L. Cantet – L’école condense tellement d’enjeux qu’au bout du compte, on a peu de chance de déboucher sur une issue limpide. Il y a beaucoup de contradictions : l’école est un lieu où des choses essentielles se jouent, où les élèves réfléchissent. Mais c’est aussi un lieu d’exclusion. J’ai voulu les deux aspects parce que, si tout était simple, il y a longtemps que les problèmes seraient réglés. Je termine le film sur Henriette, qui ne sait pas ce qu’elle fait là : il y a aussi ce type d’échec. Un adulte est seul face à une classe, avec l’écrasante responsabilité de donner le savoir et l’envie du savoir. C’est une tâche démesurée, surtout quand la société se décharge sur l’école de toute une série de problèmes.

● Savez-vous que Darcos s’appuie sur le film pour envisager de supprimer les conseils de discipline ?

L. Cantet – Pour beaucoup de profs que je rencontre, les conseils de discipline sont une façon de prendre note d’une non-intervention plus précoce. Pour eux, à chaque fois, il y a une grande difficulté à vivre ce moment. Plus largement, je ne crois pas à une exploitation politique de mon film. Darcos a été le premier, après la Palme, à parler d’un hommage au corps enseignant, alors qu’il n’avait même pas vu le film. Il a fait ces déclarations parce que cela le servait dans un contexte donné. Après l’avoir vu, il n’a pas dit grand-chose de plus, sinon que le film était ambigu. Justement, du fait de cette ambiguïté, des contradictions mises en évidence par le film, je pense qu’il est difficilement récupérable. Je souhaite de toute façon éviter toute idée d’exemplarité : François Bégaudeau n’est pas un prof modèle, la classe du film n’est pas une classe témoin. C’est un ensemble d’individus créés autour de l’idée de décrire tout ce qui peut se passer dans un groupe comme cela. Ce n’est pas une représentation de l’école, mais d’aspects possibles de cette école. Beaucoup d’enseignants sont victimes d’une sorte de quiproquo : le film a des allures de documentaire, mais on lui accorde trop le statut de réalité. Des gens nous disent : « C’est quoi cette classe où tout le monde parle tout le temps ? » Le film contient une part de réalité, mais refabriquée, écrite. On sélectionne les moments de l’année qui servent le scénario : on échappe donc aux moments purement scolaires, aux moments de calme, pour privilégier les moments de débat, quand la classe devient une agora. Il y a un travail de scénario qui nous fait privilégier les frictions, les échanges.

● Beaucoup d’enseignants, après avoir lu le livre ou vu le film, apprécient peu le personnage de François Bégaudeau. Pourquoi ?

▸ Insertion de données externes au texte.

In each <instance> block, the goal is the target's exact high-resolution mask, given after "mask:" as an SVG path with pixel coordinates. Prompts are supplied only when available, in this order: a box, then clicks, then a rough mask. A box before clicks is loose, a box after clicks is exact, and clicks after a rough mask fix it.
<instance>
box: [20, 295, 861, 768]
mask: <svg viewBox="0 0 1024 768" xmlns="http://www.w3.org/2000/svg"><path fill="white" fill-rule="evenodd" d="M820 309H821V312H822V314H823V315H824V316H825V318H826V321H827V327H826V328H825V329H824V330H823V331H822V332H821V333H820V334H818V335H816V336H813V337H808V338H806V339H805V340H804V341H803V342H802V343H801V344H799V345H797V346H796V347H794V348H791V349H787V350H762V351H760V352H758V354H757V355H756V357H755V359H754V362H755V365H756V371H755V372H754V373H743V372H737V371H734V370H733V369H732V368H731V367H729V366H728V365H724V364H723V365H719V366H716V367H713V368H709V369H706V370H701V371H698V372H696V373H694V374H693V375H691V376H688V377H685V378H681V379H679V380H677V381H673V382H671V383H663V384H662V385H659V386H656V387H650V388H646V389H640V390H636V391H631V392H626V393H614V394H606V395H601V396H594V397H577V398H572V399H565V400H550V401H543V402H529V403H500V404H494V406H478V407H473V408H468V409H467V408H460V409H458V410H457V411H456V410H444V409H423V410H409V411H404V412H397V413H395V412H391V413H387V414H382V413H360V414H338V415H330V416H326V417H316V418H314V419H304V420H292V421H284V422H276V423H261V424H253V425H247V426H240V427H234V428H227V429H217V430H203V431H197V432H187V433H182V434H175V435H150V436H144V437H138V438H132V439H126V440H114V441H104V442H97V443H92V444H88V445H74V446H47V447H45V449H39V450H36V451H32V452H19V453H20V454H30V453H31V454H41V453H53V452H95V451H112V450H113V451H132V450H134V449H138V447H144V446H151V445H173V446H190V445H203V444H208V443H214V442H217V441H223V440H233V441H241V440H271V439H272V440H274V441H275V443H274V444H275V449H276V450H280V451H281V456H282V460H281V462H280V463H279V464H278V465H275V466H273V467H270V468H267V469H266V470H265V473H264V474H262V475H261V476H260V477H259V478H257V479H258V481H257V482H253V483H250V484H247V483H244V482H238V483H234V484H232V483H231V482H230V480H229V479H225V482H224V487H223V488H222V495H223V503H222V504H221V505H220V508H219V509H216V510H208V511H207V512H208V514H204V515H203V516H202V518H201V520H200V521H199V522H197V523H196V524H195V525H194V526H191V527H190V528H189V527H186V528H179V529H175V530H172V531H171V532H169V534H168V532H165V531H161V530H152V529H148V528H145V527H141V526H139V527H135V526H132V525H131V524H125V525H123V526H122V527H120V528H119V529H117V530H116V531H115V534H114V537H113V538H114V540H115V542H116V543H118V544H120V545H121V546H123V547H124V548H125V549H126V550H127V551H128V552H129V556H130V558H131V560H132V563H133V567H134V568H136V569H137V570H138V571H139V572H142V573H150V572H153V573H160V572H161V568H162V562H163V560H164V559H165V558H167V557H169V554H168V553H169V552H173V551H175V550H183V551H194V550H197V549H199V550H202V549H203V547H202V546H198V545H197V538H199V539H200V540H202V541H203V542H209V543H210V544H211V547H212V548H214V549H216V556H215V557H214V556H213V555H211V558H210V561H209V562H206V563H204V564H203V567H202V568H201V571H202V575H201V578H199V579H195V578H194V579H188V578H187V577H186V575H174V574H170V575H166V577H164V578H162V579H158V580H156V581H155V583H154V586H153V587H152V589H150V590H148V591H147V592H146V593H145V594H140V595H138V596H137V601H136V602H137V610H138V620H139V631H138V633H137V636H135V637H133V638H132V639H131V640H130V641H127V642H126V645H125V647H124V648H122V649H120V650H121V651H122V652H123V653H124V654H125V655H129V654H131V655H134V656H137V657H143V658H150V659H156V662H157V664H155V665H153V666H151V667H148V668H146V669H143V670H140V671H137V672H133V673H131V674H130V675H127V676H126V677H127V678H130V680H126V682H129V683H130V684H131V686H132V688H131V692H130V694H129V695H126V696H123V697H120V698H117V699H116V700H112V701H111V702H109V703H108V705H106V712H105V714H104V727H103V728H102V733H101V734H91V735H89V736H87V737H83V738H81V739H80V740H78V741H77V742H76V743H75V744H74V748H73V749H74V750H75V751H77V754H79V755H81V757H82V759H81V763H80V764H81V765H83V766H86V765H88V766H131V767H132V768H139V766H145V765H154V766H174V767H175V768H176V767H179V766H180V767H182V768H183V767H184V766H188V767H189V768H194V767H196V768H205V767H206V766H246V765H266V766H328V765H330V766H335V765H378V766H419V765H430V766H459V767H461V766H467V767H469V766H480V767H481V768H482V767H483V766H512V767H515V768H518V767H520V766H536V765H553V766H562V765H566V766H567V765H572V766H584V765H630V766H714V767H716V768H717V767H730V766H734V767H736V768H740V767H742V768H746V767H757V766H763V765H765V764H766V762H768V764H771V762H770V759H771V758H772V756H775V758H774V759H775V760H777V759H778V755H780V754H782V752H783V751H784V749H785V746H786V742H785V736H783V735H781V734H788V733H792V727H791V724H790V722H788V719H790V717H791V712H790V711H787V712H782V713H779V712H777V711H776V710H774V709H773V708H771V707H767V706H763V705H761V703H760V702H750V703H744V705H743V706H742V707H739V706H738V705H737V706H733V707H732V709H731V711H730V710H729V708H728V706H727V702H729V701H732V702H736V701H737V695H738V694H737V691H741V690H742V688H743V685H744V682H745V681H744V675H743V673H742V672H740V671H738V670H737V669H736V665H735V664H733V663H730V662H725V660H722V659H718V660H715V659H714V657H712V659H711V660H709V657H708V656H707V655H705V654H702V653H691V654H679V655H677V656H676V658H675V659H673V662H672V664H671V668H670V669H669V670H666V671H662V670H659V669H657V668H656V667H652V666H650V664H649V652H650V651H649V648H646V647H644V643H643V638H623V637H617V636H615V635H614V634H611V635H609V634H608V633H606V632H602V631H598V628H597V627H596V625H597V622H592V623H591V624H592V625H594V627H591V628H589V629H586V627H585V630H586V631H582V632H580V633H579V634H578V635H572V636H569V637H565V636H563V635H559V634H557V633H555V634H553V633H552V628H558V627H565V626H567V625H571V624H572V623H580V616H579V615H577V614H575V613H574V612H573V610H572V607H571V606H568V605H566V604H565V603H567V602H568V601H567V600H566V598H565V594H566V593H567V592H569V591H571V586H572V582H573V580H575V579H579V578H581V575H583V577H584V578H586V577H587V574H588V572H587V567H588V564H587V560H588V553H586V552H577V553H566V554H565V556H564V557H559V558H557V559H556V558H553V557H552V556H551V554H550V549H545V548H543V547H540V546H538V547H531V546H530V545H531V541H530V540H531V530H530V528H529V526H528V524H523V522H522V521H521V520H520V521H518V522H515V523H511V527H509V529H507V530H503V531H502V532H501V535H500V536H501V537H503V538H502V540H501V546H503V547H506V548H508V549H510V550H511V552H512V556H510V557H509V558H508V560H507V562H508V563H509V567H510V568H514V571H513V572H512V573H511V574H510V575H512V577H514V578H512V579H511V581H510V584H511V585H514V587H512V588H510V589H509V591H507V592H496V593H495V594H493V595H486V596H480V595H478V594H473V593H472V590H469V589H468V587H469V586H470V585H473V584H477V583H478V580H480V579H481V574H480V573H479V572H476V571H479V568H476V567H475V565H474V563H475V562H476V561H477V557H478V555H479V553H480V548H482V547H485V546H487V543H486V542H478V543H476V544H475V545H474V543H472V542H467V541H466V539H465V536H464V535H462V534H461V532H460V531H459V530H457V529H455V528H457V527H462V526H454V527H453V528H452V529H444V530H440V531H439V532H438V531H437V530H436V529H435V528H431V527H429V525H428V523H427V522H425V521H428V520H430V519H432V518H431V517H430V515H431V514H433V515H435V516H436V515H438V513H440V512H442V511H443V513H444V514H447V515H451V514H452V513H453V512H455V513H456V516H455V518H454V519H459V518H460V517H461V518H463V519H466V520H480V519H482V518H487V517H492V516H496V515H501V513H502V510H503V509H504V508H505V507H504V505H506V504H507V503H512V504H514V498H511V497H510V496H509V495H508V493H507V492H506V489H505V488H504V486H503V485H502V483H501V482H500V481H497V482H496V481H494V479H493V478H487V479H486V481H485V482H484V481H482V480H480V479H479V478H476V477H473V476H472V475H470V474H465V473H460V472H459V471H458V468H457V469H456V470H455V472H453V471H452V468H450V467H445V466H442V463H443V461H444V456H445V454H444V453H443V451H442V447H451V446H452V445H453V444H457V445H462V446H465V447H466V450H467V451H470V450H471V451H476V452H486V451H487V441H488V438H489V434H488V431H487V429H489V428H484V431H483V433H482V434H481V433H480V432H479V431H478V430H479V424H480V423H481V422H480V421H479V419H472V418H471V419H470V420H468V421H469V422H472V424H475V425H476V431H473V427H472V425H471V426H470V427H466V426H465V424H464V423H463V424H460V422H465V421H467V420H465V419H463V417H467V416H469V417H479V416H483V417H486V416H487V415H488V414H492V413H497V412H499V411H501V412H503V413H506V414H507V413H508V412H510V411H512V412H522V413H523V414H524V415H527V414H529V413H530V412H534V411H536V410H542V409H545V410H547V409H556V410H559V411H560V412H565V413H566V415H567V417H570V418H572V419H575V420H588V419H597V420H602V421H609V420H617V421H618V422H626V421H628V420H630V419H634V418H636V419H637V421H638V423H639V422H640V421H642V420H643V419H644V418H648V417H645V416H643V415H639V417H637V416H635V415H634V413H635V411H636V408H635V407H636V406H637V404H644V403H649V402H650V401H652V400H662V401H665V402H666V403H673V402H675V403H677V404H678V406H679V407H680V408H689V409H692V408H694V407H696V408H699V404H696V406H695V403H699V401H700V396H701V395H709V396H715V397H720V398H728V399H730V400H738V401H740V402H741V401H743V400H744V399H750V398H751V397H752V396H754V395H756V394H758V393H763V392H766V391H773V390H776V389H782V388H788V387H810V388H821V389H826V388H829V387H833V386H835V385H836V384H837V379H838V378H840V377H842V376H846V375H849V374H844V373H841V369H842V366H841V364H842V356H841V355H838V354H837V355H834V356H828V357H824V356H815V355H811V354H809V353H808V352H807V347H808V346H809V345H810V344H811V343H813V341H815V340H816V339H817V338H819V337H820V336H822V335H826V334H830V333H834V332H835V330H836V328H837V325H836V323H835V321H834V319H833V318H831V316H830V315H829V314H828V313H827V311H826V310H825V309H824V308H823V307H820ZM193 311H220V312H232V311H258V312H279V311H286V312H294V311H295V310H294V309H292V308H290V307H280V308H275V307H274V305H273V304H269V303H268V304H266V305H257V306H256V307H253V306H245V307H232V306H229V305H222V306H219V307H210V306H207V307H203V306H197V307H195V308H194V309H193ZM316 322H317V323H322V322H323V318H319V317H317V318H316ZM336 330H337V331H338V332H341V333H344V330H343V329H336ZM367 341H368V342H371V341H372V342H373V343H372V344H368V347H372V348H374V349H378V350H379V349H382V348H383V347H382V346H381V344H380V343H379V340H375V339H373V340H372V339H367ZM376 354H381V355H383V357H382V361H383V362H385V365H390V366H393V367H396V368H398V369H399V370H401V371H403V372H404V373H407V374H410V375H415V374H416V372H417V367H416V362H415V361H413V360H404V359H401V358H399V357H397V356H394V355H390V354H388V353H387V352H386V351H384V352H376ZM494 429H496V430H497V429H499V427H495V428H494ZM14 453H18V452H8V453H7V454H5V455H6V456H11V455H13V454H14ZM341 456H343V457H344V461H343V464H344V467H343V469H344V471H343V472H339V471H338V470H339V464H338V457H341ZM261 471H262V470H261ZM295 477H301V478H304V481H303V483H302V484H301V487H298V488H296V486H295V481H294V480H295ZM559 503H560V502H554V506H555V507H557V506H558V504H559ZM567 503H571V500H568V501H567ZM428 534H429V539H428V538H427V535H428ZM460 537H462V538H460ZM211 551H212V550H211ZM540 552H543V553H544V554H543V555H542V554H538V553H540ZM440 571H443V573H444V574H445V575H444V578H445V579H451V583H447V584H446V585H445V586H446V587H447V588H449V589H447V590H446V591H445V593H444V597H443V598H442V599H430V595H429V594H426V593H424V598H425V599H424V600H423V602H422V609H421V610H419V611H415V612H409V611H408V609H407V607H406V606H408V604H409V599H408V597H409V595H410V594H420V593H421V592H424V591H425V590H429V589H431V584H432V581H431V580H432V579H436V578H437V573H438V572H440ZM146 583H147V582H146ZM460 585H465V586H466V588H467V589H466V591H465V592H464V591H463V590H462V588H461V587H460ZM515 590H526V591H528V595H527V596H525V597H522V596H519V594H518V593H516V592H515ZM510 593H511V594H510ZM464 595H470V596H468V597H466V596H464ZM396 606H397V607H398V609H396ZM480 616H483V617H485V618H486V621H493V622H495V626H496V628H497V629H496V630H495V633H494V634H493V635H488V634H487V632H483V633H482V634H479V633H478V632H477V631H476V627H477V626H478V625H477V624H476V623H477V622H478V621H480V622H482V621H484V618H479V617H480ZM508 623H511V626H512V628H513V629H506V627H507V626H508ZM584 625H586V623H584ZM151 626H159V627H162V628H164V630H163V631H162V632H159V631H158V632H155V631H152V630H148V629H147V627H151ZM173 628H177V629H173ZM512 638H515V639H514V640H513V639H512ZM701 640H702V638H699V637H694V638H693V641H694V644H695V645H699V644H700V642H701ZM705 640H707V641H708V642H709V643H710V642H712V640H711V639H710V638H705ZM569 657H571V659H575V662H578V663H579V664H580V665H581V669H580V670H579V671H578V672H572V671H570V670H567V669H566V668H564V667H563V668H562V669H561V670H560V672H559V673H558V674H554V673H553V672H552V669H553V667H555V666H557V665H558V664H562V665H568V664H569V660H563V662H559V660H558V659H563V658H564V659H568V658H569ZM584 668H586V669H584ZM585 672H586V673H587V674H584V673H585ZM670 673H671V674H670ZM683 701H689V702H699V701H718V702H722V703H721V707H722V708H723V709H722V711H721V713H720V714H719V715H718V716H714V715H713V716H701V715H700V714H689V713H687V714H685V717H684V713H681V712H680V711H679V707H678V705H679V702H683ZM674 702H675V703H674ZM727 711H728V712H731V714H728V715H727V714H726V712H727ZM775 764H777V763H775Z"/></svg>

L. Cantet – Dans l’incarnation, le film a un avantage par rapport au livre : la même phrase, selon qu’elle est écrite ou prononcée avec un sourire ou un regard bienveillant, perd son caractère agressif. Une dame me disait récemment, lors d’un débat : « En lisant le livre, j’avais envie de lui tirer dessus, à ce prof. Mais en voyant le film, je l’aime. » François est dans une position de recul dans le livre, il ne se met pas en scène. Cela dit, ce n’est pas un film sur la pédagogie. Le pédagogue Philippe Meirieu est très critique. Il reproche à François d’être trop dans l’affectif, de se laisser déborder. Faut-il de l’empathie, de la distance ? Je n’ai pas la prétention de parler à la place des profs, mais je dirais qu’il n’y a pas de recette, pas de bon prof modèle, plutôt des tâtonnements selon la personnalité et selon la classe. François croit à un contrat égalitaire avec sa classe. Je ne suis pas sûr qu’on puisse transmettre dans une froideur totale, sans donner envie à l’autre d’écouter ce qu’on a à dire.

PATTIEU Sylvain, CANTET Laurent

* Paru dans Rouge n° 2267, 25/09/2008. Propos recueillis par Sylvain Pattieu.